Preserving Our Public Data Heritage
The PEGI Project recently released a post about the preservation of public federal data in support of the Data Rescue Project. PEGI stands for Preservation of Electronic Government Information and was created in 2016 by a group of government information librarians who were concerned about the future of electronic forms of government information. The group provides some excellent background reading if you are interested in exploring their focus more.
PEGI also had connections to the 2017 Data Refuge Project, the precursor of our Data Rescue Project, as part of the Libraries+ discussions with librarians, archivists, journalists, and others interested in preserving government information. In her presentation on this effort at the 2017 Open Access Symposium at UNT, Margaret Janz, a leader in the Data Refuge Project, noted that government agencies had backup and preservation systems but that “if something happens to the agency,” access becomes a significant challenge. With the recent focus on dismantling agencies, we now face the reality she described.

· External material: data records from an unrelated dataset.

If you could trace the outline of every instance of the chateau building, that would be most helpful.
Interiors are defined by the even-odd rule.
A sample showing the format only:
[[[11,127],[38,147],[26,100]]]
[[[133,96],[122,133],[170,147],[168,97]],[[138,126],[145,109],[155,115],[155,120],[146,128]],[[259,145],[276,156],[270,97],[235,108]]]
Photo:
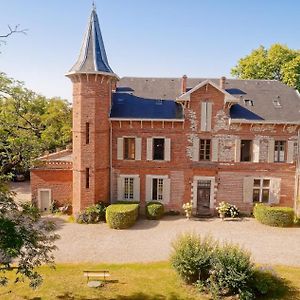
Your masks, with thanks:
[[[298,210],[300,96],[274,80],[119,78],[92,10],[73,84],[73,147],[39,158],[33,201],[160,201],[198,214],[221,201]]]

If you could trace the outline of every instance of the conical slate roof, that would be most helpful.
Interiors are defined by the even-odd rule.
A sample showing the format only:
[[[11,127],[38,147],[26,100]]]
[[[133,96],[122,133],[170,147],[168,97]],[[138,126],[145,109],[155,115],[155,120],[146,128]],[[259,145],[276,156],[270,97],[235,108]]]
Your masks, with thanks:
[[[105,73],[116,76],[109,66],[95,7],[89,18],[80,54],[69,73]]]

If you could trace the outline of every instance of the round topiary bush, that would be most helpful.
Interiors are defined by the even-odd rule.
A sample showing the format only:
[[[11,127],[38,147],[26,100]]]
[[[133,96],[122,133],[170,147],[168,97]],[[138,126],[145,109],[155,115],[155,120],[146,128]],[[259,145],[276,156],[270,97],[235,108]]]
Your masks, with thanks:
[[[294,224],[294,210],[290,207],[271,207],[256,204],[253,214],[256,220],[265,225],[289,227]]]
[[[129,228],[137,220],[138,211],[138,204],[112,204],[106,208],[106,222],[110,228]]]
[[[164,214],[164,205],[160,202],[148,202],[145,206],[146,217],[149,220],[159,220]]]

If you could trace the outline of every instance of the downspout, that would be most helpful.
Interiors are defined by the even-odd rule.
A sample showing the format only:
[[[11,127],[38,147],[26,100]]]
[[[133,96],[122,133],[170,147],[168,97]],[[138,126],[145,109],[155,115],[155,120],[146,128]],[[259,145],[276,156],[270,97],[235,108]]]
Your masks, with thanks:
[[[112,122],[109,121],[109,184],[110,184],[110,203],[112,203],[113,188],[113,169],[112,169]]]
[[[297,157],[296,157],[296,184],[295,184],[295,204],[294,211],[297,217],[300,217],[300,199],[299,199],[299,165],[300,165],[300,130],[298,129],[297,139]]]

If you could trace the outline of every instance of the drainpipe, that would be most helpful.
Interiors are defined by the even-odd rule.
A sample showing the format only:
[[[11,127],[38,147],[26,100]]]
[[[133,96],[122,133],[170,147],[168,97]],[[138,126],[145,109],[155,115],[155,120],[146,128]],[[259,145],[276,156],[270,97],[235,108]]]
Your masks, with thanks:
[[[110,184],[110,203],[112,203],[112,186],[113,186],[113,170],[112,170],[112,123],[109,121],[109,184]]]

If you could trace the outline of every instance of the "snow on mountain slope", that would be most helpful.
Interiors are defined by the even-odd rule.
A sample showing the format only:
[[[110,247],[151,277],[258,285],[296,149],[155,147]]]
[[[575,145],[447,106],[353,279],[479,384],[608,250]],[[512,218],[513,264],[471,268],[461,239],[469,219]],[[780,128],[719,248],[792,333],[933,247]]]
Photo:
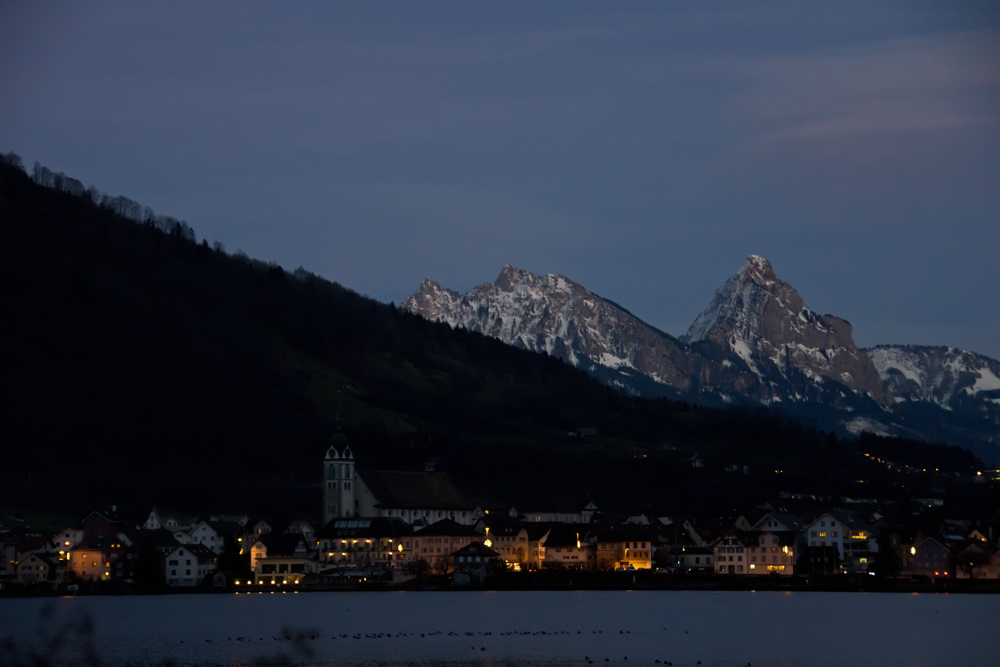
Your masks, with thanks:
[[[536,276],[510,265],[495,282],[466,294],[425,278],[400,307],[583,368],[596,364],[645,375],[678,391],[691,390],[691,377],[699,371],[726,372],[721,363],[688,355],[676,339],[568,278]]]
[[[850,433],[1000,444],[1000,362],[949,348],[859,350],[850,323],[811,311],[757,255],[681,339],[568,278],[509,265],[465,294],[425,278],[400,308],[637,394],[780,405]]]
[[[681,340],[729,349],[764,381],[802,374],[814,382],[839,382],[882,405],[891,400],[871,360],[854,344],[850,323],[809,310],[759,255],[750,255],[716,291]]]
[[[1000,361],[953,347],[879,345],[864,350],[897,402],[951,410],[969,399],[1000,399]]]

While the current situation is unprecedented, the focus of PEGI, government documents librarians, and data librarians has always been on the preservation of access to government information in all its forms, including data. The challenge with datasets is that to make them discoverable and usable in the long run (or to meet the FAIR principles), data needs documentation, metadata, and additional attention that is not always possible in a simple web crawl. Moreover, one of the lessons learned from the past efforts was a need to ensure that the data has a home in a trusted repository. This is why our group has focused our efforts on Data Lumos, the crowd-sourced repository created by ICPSR in the wake of the 2017 data rescues. Our group has added over 120 datasets to Data Lumos, an incredible achievement over the past two weeks. In the coming days, we will focus more on the Data Tracker and efforts to keep abreast of where datasets have been sent.
Access to this data is needed not only by researchers but also by communities and individuals. Providing continued access is what motivates over 300 people to come together and work with the Data Rescue Project, the End of Term Crawl, EDGI, and others. We are grateful for that community and thankful for all those who have given many hours of their free time to help out. Our goal is to ensure access to data as information and to our public data heritage for the long term and for generations to come.